A large number of soldiers ranged around the square keeping back the turbulent
crowd who pressed upon them. Openly these soldiers rejoiced as the cart that contained the Warrior Maid was driven into the square. Soon the Witch who had
humbled the pride of England would be done to death. The victor of Orléans and
Patay would ride no more. An humbled France would soon be prostrate before the might of England. Jeanne looked on all that sea of faces, some sympathetic, others openly exultant, with brimming eyes.
“Rouen! Rouen!” she cried wonderingly; “and am I to die here?”
A silence fell upon the multitude as the Maid took her place upon the platform
with the preacher, Nicholas Midi, and he began his sermon from the text. “If any of the members suffer, all the other members suffer with it.”
Jeanne sat quietly through the sermon, her hands folded in her lap, praying silently. After a flood of invective the preacher closed his sermon and bade her,
“Go in peace.”
When the words that flung her from the communion of the Holy Church ended
Pierre Cauchon rose, and once more exhorted her, heaping a shower of abuse upon her helpless head, and so delivered her to the secular arm of the Church, with the words:
“We give you over to the secular power, entreating it to moderate its sentence and spare you pain of death and mutilation of limb.”
A great hush of awe fell upon the people that was broken presently by a sweet,
girlish voice, broken by sobs, as Jeanne knelt upon the platform, and offered up her last supplication.

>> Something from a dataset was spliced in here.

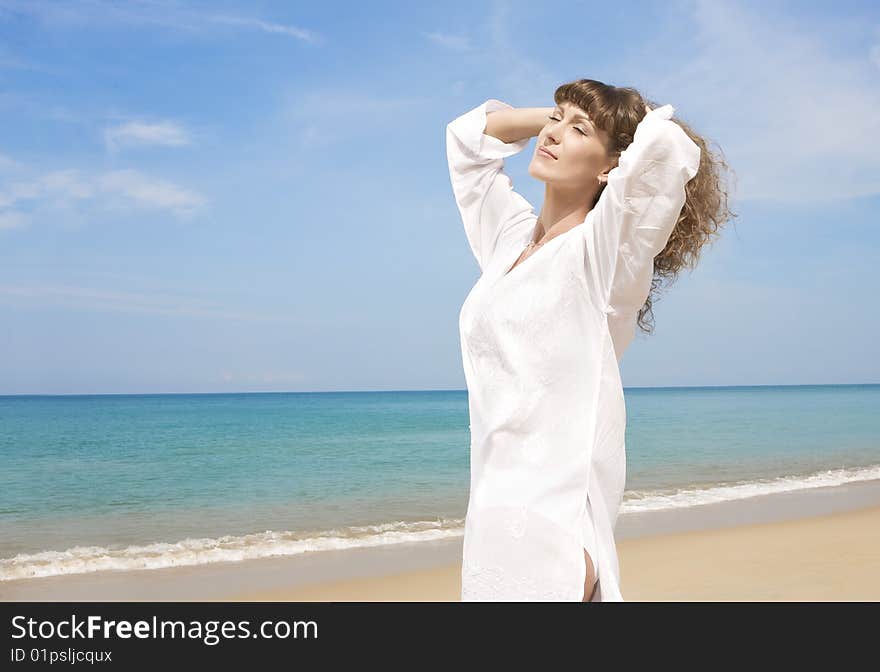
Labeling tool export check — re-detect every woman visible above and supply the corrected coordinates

She invoked the blessed Trinity, the blessed Virgin Mary, and all the saints of Paradise. She called pleadingly upon her own St. Michael for help and to aid her
“in devotion, lamentation, and true confession of faith.” Very humbly she begged forgiveness of all men whether of her party or the other. She asked the priests present to say a mass for her soul, and all whom she might have offended to forgive her, and declared that what she had done, good or bad, she alone was to answer.

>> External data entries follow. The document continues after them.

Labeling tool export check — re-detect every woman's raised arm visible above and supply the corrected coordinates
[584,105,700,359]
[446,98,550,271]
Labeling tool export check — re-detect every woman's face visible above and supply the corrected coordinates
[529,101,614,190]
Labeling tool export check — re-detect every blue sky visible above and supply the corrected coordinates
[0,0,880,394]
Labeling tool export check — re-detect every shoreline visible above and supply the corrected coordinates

And as she knelt, weeping and praying, the entire crowd, touched to the heart, broke into a burst of weeping and lamentation. Winchester wept, and the judges
wept. Pierre Cauchon was overwhelmed with emotion. Here and there an
English soldier laughed, and suddenly a hoarse voice cried:
“You priests, are you going to keep us here all day?”
Without any formal sentence, the Bailiff of Rouen waved his hand, saying,
“Away with her.”
Jeanne was seized roughly by the soldiers and dragged to the steps of the stake.
There she asked for a cross. One of the English soldiers who kept the way took a piece of staff, broke it across his knees in unequal parts, and, binding them hurriedly together, handed to her. She thanked him brokenly, took it, and kissing it pressed it against her bosom. She then prayed Massieu to bring a cross from
the church that she might look upon it through the smoke.
From the church of Saint Saviour a tall cross was brought, and Brother Isambard held it before her to the end; for she said:
“Hold it high before me until the moment of death, that the cross on which God
is hanging may be continually before my eyes.”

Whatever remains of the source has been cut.